But boat travel has, if anything, improved – at least such boat travel as my six-day, luxuriously slow-paced journey aboard The Spirit of Scotland, the passenger barge (flat-bottomed and only drawing about four feet) currently plying the Caledonian Canal through the Scottish highlands. I had the foresight (this wasn’t my first rodeo) of spending a few days in Inverness before and after the cruise, insulating my memories from the interminable airlines at either end. The cruise itself was marvelous.

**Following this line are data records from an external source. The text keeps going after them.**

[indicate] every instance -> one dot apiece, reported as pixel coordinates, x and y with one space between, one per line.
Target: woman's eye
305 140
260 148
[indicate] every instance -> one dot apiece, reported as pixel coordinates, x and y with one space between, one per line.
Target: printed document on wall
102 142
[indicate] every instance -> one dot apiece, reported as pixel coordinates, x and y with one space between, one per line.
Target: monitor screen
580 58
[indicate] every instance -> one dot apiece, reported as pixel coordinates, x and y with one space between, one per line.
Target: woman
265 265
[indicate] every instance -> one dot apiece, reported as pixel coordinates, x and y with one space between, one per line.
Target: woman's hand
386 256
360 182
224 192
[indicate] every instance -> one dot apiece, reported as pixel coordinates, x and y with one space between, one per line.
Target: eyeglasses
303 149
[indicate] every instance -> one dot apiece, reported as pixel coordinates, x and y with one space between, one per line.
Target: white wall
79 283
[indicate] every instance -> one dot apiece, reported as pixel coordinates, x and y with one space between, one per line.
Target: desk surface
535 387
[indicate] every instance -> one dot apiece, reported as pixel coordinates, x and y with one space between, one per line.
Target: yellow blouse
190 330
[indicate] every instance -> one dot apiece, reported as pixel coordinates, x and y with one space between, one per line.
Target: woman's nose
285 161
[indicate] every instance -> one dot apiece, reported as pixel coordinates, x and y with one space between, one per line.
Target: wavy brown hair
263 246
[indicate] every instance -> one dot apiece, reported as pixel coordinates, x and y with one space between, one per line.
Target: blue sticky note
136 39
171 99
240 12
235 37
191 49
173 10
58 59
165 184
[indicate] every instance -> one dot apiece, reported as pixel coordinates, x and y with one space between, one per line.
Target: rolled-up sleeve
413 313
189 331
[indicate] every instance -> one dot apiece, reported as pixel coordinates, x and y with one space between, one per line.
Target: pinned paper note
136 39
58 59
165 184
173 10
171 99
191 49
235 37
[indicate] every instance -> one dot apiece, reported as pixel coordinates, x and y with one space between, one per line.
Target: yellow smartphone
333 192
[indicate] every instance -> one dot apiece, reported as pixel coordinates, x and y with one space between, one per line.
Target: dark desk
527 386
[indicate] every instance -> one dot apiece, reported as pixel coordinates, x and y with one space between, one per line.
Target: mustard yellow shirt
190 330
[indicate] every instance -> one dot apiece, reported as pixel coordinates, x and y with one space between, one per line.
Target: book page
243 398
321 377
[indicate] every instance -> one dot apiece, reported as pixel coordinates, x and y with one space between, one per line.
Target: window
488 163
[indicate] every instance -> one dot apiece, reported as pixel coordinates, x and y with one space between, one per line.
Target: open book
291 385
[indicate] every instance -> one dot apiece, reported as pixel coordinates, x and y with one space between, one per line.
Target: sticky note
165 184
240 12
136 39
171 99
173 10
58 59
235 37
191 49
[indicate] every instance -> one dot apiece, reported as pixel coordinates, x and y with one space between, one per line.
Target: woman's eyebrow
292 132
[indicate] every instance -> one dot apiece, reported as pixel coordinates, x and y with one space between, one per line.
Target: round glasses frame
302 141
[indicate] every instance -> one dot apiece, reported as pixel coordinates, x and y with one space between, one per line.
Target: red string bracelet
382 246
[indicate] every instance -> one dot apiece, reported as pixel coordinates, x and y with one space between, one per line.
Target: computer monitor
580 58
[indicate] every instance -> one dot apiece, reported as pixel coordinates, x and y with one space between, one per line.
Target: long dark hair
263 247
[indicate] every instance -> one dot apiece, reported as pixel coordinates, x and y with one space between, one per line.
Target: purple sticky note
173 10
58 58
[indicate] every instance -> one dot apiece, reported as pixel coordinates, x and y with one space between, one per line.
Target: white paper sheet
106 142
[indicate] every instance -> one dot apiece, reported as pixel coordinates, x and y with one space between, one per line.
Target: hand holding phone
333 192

Both the east and west coasts of Scotland are marked by what would be called fjords in Norway, but firths in Scotland. The Caledonian Canal and the Great Glen that it follows lie across the Highlands. linking the Moray Firth and Inverness on the North Sea to the east, with the Firth of Lorne and Fort William on the Atlantic to the west. The natural beauty of the Great Glen is stunning, including Loch Ness and its fictional monster Nessy as well as several smaller lakes and a number of towns with scenic canal locks, all dating from the 1800s when the canal was dug through. The Great Glen was the highway across Scotland during the 18th century Jacobite wars, when members of the ousted Catholic Stuart royal line from Scotland tried repeatedly but unsuccessfully to regain the British throne from their Protestant cousins William (III) and Mary (II), Anne, and the three Kings George (George I, II, and III). The Glen is punctuated by castles and fortifications from that era, overlooking Loch Ness as well as other lakes and rivers. Since that rebellion was the last time opposing armies fought one another on British soil, the castles are still there in picturesque but very romantic decay. 

The Spirit of Scotland itself is like a floating four-star hotel, especially during before-the-season cruises like this one. The crew outnumbered the guests, so service was personal and pampering. At each of our six stops, the tourguide, a member of the crew, either took us to a castle or brought entertainment aboard. One night it was a bagpipe musician who by day was a professional tailor and wore a kilt he had made and socks his mother had sewn. Another night, two singers of Scottish ballads.

I’ll wrap it up on that note. If you can travel, visit Scotland. If you are very lucky, you will enjoy it as much as I did. And insulate yourself from air travel with a few days just to relax!